O choro é livre – E recorrente.
Final de campeonato é sempre assim, uma única torcida sorri
feliz da vida, muitas choram, e quase todas teorizam. Não existe na face da
terra figura mais conspiracionista (existe essa palavra?) e chorona do que
torcedor de futebol. Eu sei, porque frequento estádios, e estou cansado de ver
(e participar de) xingamentos ao pobre coitado do árbitro que ainda nem apitou
o começo do jogo e está apenas verificando se as redes estão bem fixadas.

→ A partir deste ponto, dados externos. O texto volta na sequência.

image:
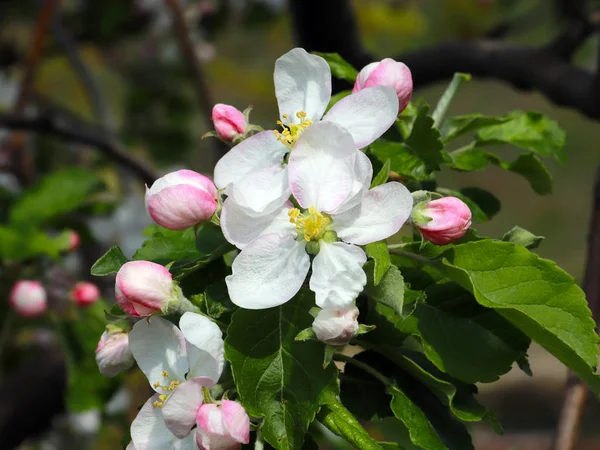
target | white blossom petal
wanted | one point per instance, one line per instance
(367, 114)
(382, 212)
(337, 275)
(321, 167)
(302, 83)
(179, 410)
(252, 154)
(240, 228)
(268, 272)
(207, 348)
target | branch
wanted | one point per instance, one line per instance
(80, 132)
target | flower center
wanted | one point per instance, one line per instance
(168, 388)
(292, 131)
(311, 224)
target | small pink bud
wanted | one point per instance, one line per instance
(181, 199)
(336, 326)
(443, 220)
(85, 293)
(28, 298)
(387, 73)
(229, 121)
(113, 354)
(222, 426)
(144, 288)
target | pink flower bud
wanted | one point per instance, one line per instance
(387, 73)
(443, 220)
(144, 288)
(336, 326)
(181, 199)
(113, 354)
(229, 121)
(222, 426)
(28, 298)
(85, 293)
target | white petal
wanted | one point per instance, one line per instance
(383, 211)
(252, 154)
(262, 191)
(207, 347)
(367, 114)
(302, 83)
(321, 167)
(337, 276)
(179, 410)
(159, 346)
(240, 228)
(268, 272)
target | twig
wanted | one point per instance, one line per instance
(576, 391)
(81, 133)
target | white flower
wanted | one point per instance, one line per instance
(177, 363)
(254, 172)
(337, 213)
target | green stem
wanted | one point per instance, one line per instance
(361, 365)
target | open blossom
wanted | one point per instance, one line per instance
(222, 426)
(330, 182)
(387, 73)
(113, 354)
(181, 200)
(336, 326)
(254, 172)
(178, 362)
(85, 293)
(28, 298)
(443, 220)
(229, 122)
(144, 288)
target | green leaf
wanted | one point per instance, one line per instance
(389, 291)
(528, 130)
(340, 68)
(109, 263)
(56, 194)
(277, 377)
(534, 295)
(520, 236)
(383, 175)
(444, 102)
(378, 252)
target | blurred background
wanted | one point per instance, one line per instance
(140, 78)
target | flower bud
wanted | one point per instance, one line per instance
(222, 426)
(443, 220)
(181, 199)
(144, 288)
(28, 298)
(113, 354)
(85, 293)
(229, 122)
(336, 326)
(387, 73)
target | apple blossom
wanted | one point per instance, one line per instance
(144, 288)
(254, 173)
(443, 220)
(181, 199)
(222, 426)
(85, 293)
(113, 354)
(28, 298)
(337, 212)
(336, 326)
(387, 73)
(178, 363)
(230, 123)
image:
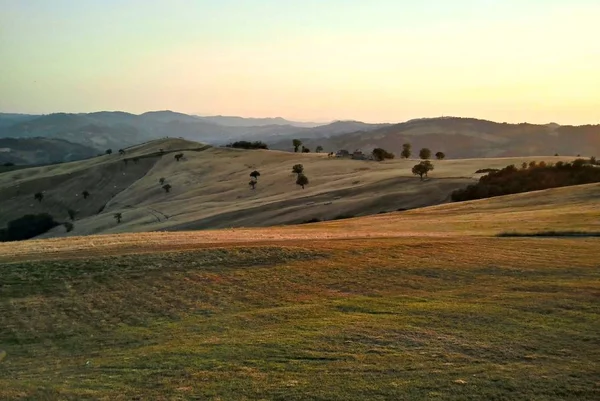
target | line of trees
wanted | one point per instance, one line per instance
(530, 177)
(247, 145)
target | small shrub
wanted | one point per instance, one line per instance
(28, 226)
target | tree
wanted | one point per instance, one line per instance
(422, 168)
(425, 154)
(406, 151)
(297, 143)
(28, 226)
(302, 180)
(247, 145)
(68, 226)
(381, 154)
(298, 169)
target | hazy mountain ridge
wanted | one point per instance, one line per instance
(107, 129)
(235, 121)
(468, 138)
(31, 151)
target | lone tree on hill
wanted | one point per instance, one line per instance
(302, 180)
(422, 168)
(425, 154)
(406, 151)
(298, 169)
(68, 226)
(381, 154)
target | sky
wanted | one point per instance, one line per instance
(311, 60)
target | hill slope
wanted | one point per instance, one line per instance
(393, 311)
(209, 188)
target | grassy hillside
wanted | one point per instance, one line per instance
(559, 209)
(210, 188)
(453, 313)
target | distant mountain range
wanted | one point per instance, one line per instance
(465, 138)
(457, 137)
(31, 151)
(234, 121)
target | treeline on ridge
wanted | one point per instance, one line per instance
(247, 145)
(530, 177)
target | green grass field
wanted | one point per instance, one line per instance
(379, 319)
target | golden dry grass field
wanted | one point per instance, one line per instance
(426, 304)
(210, 188)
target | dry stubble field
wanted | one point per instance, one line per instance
(426, 304)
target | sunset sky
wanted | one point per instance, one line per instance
(376, 60)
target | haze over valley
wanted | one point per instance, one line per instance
(299, 200)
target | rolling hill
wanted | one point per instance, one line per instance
(210, 188)
(469, 138)
(413, 305)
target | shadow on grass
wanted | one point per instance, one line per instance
(552, 234)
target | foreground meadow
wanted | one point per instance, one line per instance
(449, 318)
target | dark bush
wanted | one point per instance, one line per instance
(344, 216)
(248, 145)
(28, 226)
(511, 180)
(313, 220)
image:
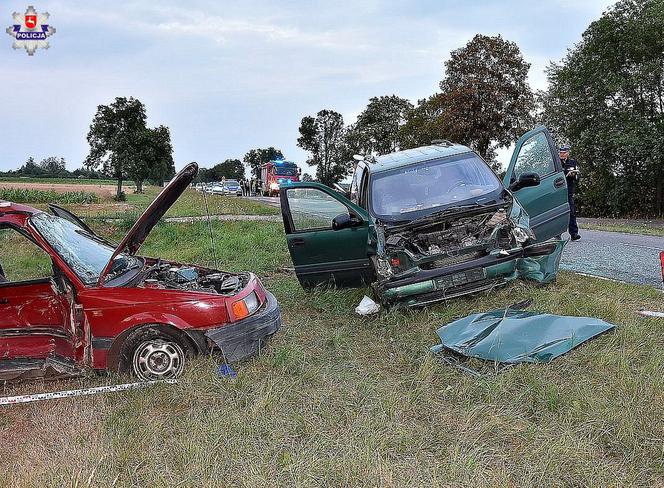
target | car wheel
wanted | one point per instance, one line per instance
(152, 355)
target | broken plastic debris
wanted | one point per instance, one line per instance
(513, 336)
(226, 371)
(367, 306)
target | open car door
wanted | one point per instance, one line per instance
(546, 203)
(327, 236)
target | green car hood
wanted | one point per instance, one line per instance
(514, 336)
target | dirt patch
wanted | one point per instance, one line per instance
(104, 191)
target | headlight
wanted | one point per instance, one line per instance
(520, 235)
(245, 307)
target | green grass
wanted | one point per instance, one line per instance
(190, 204)
(340, 400)
(24, 195)
(55, 181)
(627, 229)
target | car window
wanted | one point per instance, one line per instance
(355, 184)
(534, 157)
(412, 191)
(312, 208)
(21, 259)
(364, 190)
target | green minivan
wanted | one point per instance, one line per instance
(432, 223)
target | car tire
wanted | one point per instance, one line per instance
(151, 354)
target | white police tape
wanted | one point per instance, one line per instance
(13, 400)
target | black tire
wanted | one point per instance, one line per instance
(152, 354)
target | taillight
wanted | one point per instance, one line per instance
(244, 307)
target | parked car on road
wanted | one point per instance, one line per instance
(105, 307)
(432, 223)
(227, 187)
(232, 187)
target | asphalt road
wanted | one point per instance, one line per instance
(632, 258)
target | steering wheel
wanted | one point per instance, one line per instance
(456, 185)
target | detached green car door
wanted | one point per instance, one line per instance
(323, 254)
(545, 203)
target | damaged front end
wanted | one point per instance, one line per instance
(166, 275)
(457, 251)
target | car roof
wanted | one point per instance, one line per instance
(416, 155)
(8, 207)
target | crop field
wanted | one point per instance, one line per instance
(340, 400)
(55, 181)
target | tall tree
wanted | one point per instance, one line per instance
(231, 169)
(115, 136)
(423, 123)
(52, 165)
(324, 136)
(377, 126)
(485, 96)
(154, 161)
(606, 97)
(257, 157)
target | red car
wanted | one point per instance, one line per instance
(104, 307)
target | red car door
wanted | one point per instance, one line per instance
(36, 319)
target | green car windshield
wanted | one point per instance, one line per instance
(413, 191)
(285, 171)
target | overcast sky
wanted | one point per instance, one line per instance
(230, 76)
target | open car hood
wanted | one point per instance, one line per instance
(133, 240)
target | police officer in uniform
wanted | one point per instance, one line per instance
(572, 174)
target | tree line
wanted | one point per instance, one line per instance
(605, 98)
(51, 167)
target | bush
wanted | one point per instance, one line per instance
(24, 195)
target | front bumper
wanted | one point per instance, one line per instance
(246, 337)
(449, 282)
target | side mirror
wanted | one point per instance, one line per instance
(339, 188)
(525, 180)
(344, 221)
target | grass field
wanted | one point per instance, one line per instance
(340, 400)
(634, 228)
(190, 204)
(56, 181)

Torcedor é isso mesmo, seu papel é apenas torcer, e o juiz sempre
parece estar jogando no outro time. Mas como saber se de fato ele está?
O Santinho
Antes que digam que essa é uma postagem maldosa com os
senhores do apito, eu também já ouvi, e muito, o mantra: “A arbitragem
brasileira é ruim... Não acredito que fulano estava mal intencionado, ele apenas
errou, e errou porque a arbitragem brasileira como um todo é fraca”. Bom,
quanto a isso, precisamos pensar com calma: Será?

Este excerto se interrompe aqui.